The Bros - Chapter 1 (Meet Nate)

11 2 0
                                    

Damn, as a bullet whisks past my head I turn another corner running for my life. Everything I have done in my life passes before my eyes as I hurdle trash cans, jumping fences, running for dear life. I feel like I have been running for an hour, yet I am no ways tired. It is a matter of keep running and living, or stop and die. Easy decision, I'm running.

This is where I think my life changed. This is a situation in which if somebody survives, they will never be the same. People have all kinds of life-changing, life-altering experiences, but not all people have someone attempt murder on their life as one of those experiences.

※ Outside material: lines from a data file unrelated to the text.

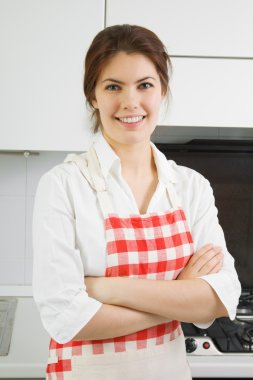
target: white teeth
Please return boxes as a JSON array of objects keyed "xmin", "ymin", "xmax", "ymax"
[{"xmin": 119, "ymin": 116, "xmax": 143, "ymax": 123}]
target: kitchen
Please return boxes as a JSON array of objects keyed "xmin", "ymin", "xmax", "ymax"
[{"xmin": 0, "ymin": 0, "xmax": 253, "ymax": 378}]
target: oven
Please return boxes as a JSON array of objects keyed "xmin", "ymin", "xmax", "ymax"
[{"xmin": 156, "ymin": 140, "xmax": 253, "ymax": 379}]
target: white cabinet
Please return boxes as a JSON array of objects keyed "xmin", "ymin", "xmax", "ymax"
[
  {"xmin": 0, "ymin": 0, "xmax": 104, "ymax": 151},
  {"xmin": 106, "ymin": 0, "xmax": 253, "ymax": 58},
  {"xmin": 159, "ymin": 58, "xmax": 253, "ymax": 128}
]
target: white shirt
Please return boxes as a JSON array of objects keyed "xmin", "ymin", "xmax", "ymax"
[{"xmin": 33, "ymin": 135, "xmax": 241, "ymax": 343}]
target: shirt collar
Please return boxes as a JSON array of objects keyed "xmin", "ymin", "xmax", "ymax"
[{"xmin": 94, "ymin": 132, "xmax": 177, "ymax": 185}]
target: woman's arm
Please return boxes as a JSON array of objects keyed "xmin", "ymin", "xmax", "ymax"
[
  {"xmin": 73, "ymin": 305, "xmax": 168, "ymax": 340},
  {"xmin": 85, "ymin": 244, "xmax": 227, "ymax": 322},
  {"xmin": 85, "ymin": 277, "xmax": 227, "ymax": 323}
]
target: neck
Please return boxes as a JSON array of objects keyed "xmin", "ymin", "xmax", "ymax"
[{"xmin": 106, "ymin": 138, "xmax": 156, "ymax": 177}]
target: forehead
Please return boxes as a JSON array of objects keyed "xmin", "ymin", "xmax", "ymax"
[{"xmin": 99, "ymin": 52, "xmax": 159, "ymax": 80}]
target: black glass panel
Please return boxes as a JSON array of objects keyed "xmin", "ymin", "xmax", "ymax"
[{"xmin": 156, "ymin": 140, "xmax": 253, "ymax": 288}]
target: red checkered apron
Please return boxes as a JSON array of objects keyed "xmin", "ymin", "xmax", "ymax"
[{"xmin": 47, "ymin": 148, "xmax": 193, "ymax": 380}]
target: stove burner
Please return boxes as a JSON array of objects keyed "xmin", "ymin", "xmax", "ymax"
[{"xmin": 241, "ymin": 327, "xmax": 253, "ymax": 351}]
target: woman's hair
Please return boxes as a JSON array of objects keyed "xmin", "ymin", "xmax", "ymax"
[{"xmin": 83, "ymin": 24, "xmax": 171, "ymax": 132}]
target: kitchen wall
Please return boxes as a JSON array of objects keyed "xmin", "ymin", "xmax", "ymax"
[{"xmin": 0, "ymin": 126, "xmax": 253, "ymax": 295}]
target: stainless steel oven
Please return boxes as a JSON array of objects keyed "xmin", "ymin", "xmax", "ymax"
[{"xmin": 157, "ymin": 140, "xmax": 253, "ymax": 379}]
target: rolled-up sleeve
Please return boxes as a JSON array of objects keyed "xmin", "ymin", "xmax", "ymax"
[
  {"xmin": 192, "ymin": 176, "xmax": 241, "ymax": 328},
  {"xmin": 33, "ymin": 168, "xmax": 101, "ymax": 343}
]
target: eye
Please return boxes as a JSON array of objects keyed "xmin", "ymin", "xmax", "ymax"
[
  {"xmin": 139, "ymin": 82, "xmax": 154, "ymax": 90},
  {"xmin": 105, "ymin": 84, "xmax": 120, "ymax": 91}
]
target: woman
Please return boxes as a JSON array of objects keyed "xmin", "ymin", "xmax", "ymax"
[{"xmin": 33, "ymin": 25, "xmax": 240, "ymax": 380}]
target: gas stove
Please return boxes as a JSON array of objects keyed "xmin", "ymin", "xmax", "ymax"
[{"xmin": 182, "ymin": 289, "xmax": 253, "ymax": 357}]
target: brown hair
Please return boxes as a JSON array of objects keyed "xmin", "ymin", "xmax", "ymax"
[{"xmin": 83, "ymin": 24, "xmax": 171, "ymax": 132}]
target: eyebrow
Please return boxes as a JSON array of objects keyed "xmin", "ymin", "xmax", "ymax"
[{"xmin": 102, "ymin": 77, "xmax": 156, "ymax": 84}]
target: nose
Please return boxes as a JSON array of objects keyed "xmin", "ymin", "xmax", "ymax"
[{"xmin": 121, "ymin": 89, "xmax": 140, "ymax": 111}]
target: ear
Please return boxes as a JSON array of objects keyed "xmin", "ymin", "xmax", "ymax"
[{"xmin": 91, "ymin": 99, "xmax": 98, "ymax": 109}]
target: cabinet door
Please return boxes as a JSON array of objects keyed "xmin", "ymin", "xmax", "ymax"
[
  {"xmin": 159, "ymin": 58, "xmax": 253, "ymax": 128},
  {"xmin": 106, "ymin": 0, "xmax": 253, "ymax": 57},
  {"xmin": 0, "ymin": 0, "xmax": 104, "ymax": 151}
]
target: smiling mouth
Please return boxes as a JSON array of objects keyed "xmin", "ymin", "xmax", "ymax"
[{"xmin": 116, "ymin": 116, "xmax": 146, "ymax": 124}]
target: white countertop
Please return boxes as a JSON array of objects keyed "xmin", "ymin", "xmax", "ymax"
[{"xmin": 0, "ymin": 296, "xmax": 253, "ymax": 379}]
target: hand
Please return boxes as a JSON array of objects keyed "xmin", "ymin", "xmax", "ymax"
[{"xmin": 177, "ymin": 244, "xmax": 223, "ymax": 280}]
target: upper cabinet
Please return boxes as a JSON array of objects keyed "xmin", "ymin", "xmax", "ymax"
[
  {"xmin": 106, "ymin": 0, "xmax": 253, "ymax": 128},
  {"xmin": 0, "ymin": 0, "xmax": 105, "ymax": 151},
  {"xmin": 106, "ymin": 0, "xmax": 253, "ymax": 58},
  {"xmin": 159, "ymin": 57, "xmax": 253, "ymax": 128}
]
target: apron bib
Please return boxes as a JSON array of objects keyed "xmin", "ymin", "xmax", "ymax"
[{"xmin": 47, "ymin": 148, "xmax": 193, "ymax": 380}]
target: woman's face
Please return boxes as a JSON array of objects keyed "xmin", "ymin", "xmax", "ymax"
[{"xmin": 92, "ymin": 52, "xmax": 163, "ymax": 147}]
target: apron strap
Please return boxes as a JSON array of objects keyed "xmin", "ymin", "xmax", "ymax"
[
  {"xmin": 64, "ymin": 146, "xmax": 113, "ymax": 218},
  {"xmin": 64, "ymin": 146, "xmax": 180, "ymax": 215}
]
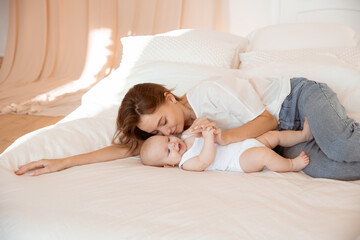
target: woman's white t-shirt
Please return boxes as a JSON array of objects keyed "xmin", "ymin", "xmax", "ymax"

Being in the middle of such a traumatic and terrifying experience, how could anybody remain the same? And I am definitely no different than anybody else. Back to that day and I am still running, but...

DAMMIT.

I've turned down the wrong alley. There are no doors here. No windows, no way out and I can't turn around, they are already there. So now I am standing face to face with all my dreams, while living my worst nightmare. My dream of getting out of the ghetto alive. my dream of getting a college education, being a famous architect and author. My dream of watching my mom and grandmom relax every day with her bills paid, instead of slaving every day trying to pay them.

But instead, we are here, backed into a corner in a lonely alley. Ten-foot-tall brick walls surrounding me on three sides, and the lone way out is blocked by Ant, Pee Wee and De, each pointing their loaded hand guns in my direction. You know, my grandma used to always tell me, that a black man ain't got nothing but his name, his word and his pride. Don't let anybody take those things from you. So, if this is how it's going down, I am not going to let them take my pride.

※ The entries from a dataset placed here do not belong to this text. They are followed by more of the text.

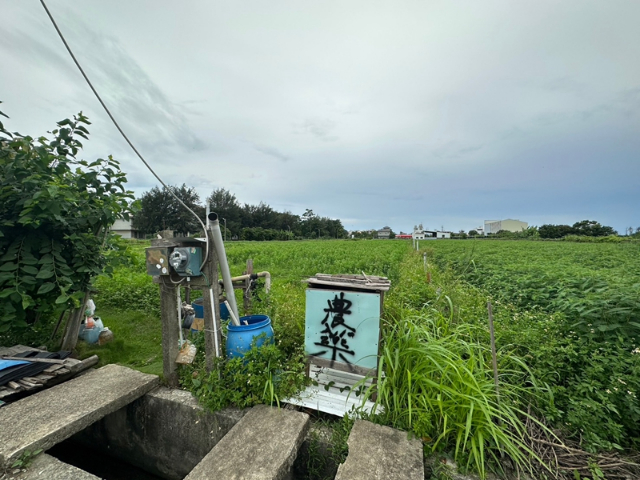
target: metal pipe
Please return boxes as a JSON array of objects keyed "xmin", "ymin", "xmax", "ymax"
[
  {"xmin": 209, "ymin": 287, "xmax": 220, "ymax": 358},
  {"xmin": 207, "ymin": 212, "xmax": 240, "ymax": 318}
]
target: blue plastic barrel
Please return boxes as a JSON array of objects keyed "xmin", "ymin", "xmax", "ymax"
[
  {"xmin": 78, "ymin": 317, "xmax": 104, "ymax": 343},
  {"xmin": 191, "ymin": 297, "xmax": 229, "ymax": 320},
  {"xmin": 227, "ymin": 315, "xmax": 273, "ymax": 358}
]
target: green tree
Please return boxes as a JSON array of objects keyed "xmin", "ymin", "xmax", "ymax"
[
  {"xmin": 0, "ymin": 104, "xmax": 133, "ymax": 333},
  {"xmin": 133, "ymin": 183, "xmax": 205, "ymax": 235},
  {"xmin": 572, "ymin": 220, "xmax": 617, "ymax": 237}
]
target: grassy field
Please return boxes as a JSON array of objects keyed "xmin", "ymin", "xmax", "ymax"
[{"xmin": 79, "ymin": 240, "xmax": 640, "ymax": 475}]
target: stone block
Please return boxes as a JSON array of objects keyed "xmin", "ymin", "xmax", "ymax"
[{"xmin": 335, "ymin": 420, "xmax": 424, "ymax": 480}]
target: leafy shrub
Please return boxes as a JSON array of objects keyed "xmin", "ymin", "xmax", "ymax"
[
  {"xmin": 0, "ymin": 106, "xmax": 133, "ymax": 333},
  {"xmin": 180, "ymin": 335, "xmax": 308, "ymax": 411}
]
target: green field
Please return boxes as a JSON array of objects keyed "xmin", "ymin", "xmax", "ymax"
[{"xmin": 80, "ymin": 240, "xmax": 640, "ymax": 474}]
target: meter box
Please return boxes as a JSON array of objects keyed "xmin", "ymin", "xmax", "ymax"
[
  {"xmin": 145, "ymin": 247, "xmax": 169, "ymax": 275},
  {"xmin": 169, "ymin": 247, "xmax": 202, "ymax": 277},
  {"xmin": 145, "ymin": 247, "xmax": 202, "ymax": 277}
]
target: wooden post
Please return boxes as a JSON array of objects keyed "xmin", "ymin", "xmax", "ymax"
[
  {"xmin": 160, "ymin": 277, "xmax": 180, "ymax": 388},
  {"xmin": 242, "ymin": 258, "xmax": 253, "ymax": 315},
  {"xmin": 487, "ymin": 302, "xmax": 500, "ymax": 402},
  {"xmin": 202, "ymin": 233, "xmax": 225, "ymax": 372},
  {"xmin": 60, "ymin": 290, "xmax": 89, "ymax": 351}
]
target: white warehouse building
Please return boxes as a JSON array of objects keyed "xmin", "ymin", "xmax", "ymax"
[{"xmin": 484, "ymin": 218, "xmax": 529, "ymax": 235}]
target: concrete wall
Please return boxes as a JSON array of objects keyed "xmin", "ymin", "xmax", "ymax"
[{"xmin": 72, "ymin": 388, "xmax": 245, "ymax": 480}]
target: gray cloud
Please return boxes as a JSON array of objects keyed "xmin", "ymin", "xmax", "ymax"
[{"xmin": 253, "ymin": 145, "xmax": 290, "ymax": 162}]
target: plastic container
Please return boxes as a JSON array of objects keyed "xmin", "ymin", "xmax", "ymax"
[
  {"xmin": 191, "ymin": 297, "xmax": 229, "ymax": 320},
  {"xmin": 78, "ymin": 317, "xmax": 104, "ymax": 343},
  {"xmin": 227, "ymin": 315, "xmax": 273, "ymax": 358}
]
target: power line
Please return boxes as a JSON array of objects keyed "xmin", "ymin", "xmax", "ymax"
[{"xmin": 40, "ymin": 0, "xmax": 209, "ymax": 269}]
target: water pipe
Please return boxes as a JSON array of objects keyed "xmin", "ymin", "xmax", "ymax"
[{"xmin": 207, "ymin": 212, "xmax": 240, "ymax": 318}]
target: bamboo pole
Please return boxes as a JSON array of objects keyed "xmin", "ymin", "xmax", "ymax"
[{"xmin": 487, "ymin": 302, "xmax": 500, "ymax": 402}]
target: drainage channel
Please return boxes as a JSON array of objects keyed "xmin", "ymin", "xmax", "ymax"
[{"xmin": 47, "ymin": 439, "xmax": 164, "ymax": 480}]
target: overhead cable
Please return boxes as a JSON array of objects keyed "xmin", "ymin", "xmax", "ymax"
[{"xmin": 40, "ymin": 0, "xmax": 209, "ymax": 269}]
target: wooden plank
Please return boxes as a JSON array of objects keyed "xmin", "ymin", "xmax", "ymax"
[
  {"xmin": 303, "ymin": 279, "xmax": 390, "ymax": 292},
  {"xmin": 44, "ymin": 364, "xmax": 63, "ymax": 373},
  {"xmin": 307, "ymin": 355, "xmax": 378, "ymax": 377},
  {"xmin": 283, "ymin": 385, "xmax": 382, "ymax": 417},
  {"xmin": 0, "ymin": 357, "xmax": 65, "ymax": 364}
]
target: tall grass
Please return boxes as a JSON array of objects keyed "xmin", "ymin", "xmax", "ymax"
[{"xmin": 366, "ymin": 312, "xmax": 539, "ymax": 478}]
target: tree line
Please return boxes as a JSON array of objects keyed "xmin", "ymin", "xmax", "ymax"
[{"xmin": 133, "ymin": 184, "xmax": 347, "ymax": 240}]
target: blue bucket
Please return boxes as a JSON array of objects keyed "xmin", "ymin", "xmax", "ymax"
[
  {"xmin": 227, "ymin": 315, "xmax": 273, "ymax": 358},
  {"xmin": 191, "ymin": 297, "xmax": 229, "ymax": 320}
]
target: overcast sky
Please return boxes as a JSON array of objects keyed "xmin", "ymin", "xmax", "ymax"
[{"xmin": 0, "ymin": 0, "xmax": 640, "ymax": 232}]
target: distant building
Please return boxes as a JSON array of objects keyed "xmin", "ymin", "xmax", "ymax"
[
  {"xmin": 484, "ymin": 218, "xmax": 529, "ymax": 235},
  {"xmin": 411, "ymin": 225, "xmax": 451, "ymax": 240},
  {"xmin": 109, "ymin": 219, "xmax": 143, "ymax": 238},
  {"xmin": 378, "ymin": 227, "xmax": 391, "ymax": 240}
]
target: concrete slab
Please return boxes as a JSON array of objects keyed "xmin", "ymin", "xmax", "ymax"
[
  {"xmin": 72, "ymin": 387, "xmax": 248, "ymax": 480},
  {"xmin": 0, "ymin": 453, "xmax": 100, "ymax": 480},
  {"xmin": 0, "ymin": 365, "xmax": 158, "ymax": 467},
  {"xmin": 185, "ymin": 405, "xmax": 309, "ymax": 480},
  {"xmin": 335, "ymin": 420, "xmax": 424, "ymax": 480}
]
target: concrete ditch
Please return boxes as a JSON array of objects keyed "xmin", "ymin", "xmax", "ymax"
[{"xmin": 52, "ymin": 387, "xmax": 338, "ymax": 480}]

So, as I can feel the jagged, cold edges of the brick wall against my back, my heart is racing like nothing I have ever felt before. At this very moment I realized that I have lived my last days on earth. I realize that the only way out of this alley is going to be in a body bag.

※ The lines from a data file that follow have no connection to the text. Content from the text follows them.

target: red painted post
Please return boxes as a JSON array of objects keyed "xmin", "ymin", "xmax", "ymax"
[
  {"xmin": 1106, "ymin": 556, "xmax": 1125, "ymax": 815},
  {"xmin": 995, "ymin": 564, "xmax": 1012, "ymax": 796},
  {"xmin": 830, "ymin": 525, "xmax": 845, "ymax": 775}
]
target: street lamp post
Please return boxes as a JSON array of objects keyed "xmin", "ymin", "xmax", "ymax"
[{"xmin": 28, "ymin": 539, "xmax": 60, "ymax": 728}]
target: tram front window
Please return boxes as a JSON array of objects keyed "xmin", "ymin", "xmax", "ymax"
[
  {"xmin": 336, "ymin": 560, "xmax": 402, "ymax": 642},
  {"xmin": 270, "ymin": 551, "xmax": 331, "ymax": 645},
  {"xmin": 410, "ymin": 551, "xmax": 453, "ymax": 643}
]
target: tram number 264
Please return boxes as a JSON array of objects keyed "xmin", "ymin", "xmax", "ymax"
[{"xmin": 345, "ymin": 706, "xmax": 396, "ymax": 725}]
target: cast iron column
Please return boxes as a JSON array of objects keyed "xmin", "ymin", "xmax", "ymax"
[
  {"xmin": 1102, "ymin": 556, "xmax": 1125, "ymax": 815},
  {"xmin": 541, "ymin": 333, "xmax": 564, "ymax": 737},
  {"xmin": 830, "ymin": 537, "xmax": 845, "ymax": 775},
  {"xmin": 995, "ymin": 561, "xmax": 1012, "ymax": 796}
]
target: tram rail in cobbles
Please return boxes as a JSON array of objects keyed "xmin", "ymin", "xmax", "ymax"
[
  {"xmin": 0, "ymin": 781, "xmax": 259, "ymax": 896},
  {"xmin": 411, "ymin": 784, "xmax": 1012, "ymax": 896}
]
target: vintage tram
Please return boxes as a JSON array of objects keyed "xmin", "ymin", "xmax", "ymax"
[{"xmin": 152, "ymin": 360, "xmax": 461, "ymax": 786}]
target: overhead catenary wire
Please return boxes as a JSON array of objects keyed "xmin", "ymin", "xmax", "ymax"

At this moment, I decide that I am going to accept my fate, stand tall, and die on my feet with my honor, respect and my pride. At that moment, my heart stops racing. The fear is gone. I feel at peace with my decision. I feel at peace with my destiny. So, I take a step off that cold, jagged wall. I look Ant in his eyes as he and the others continue to approach me. I stand tall, I smile. I say to him with all the pride any man could muster, "I have lived all the days of my life as a boy, but today I will die standing tall and as a proud man."

Then I see a flash. I hear two or three loud bangs. I feel a sharp pain in my stomach, then in my arm and then my head. The last thing I feel is my head bouncing off the cold, damp asphalt in a lonely alley.

How did I get here? How did I get to the point that at the age of 17, my life was facing such a tragic ending? How did I become just another statistic in the ghetto? You know I wrote a poem once that said, "Your circumstances don't make you, you make your circumstances." So, I made this life.

May 1, 1970 Angela Anderson gave birth to a bouncing baby boy. Nathaniel Anderson was born into this world with the cards stacked against him. Born to a teenage mother without an education. Born to a life where his daddy was serving life in jail for murder, conspiracy, pimping, statutory rape, kidnapping, and the list goes on. Yes, the statutory rape, kidnapping and pimping were all charges my dad faced when he convinced my 15-year-old runaway mom to get in a car with him.

How did my mom get to that point? The desire to get out of the ghetto, to have finer things in life, to have unconditional love are often a stronger desire than many have the will to refrain from and an any-means-necessary attitude. My mom did not have that will to refrain. She didn't like being raised by a strict mom in the ghetto with no money.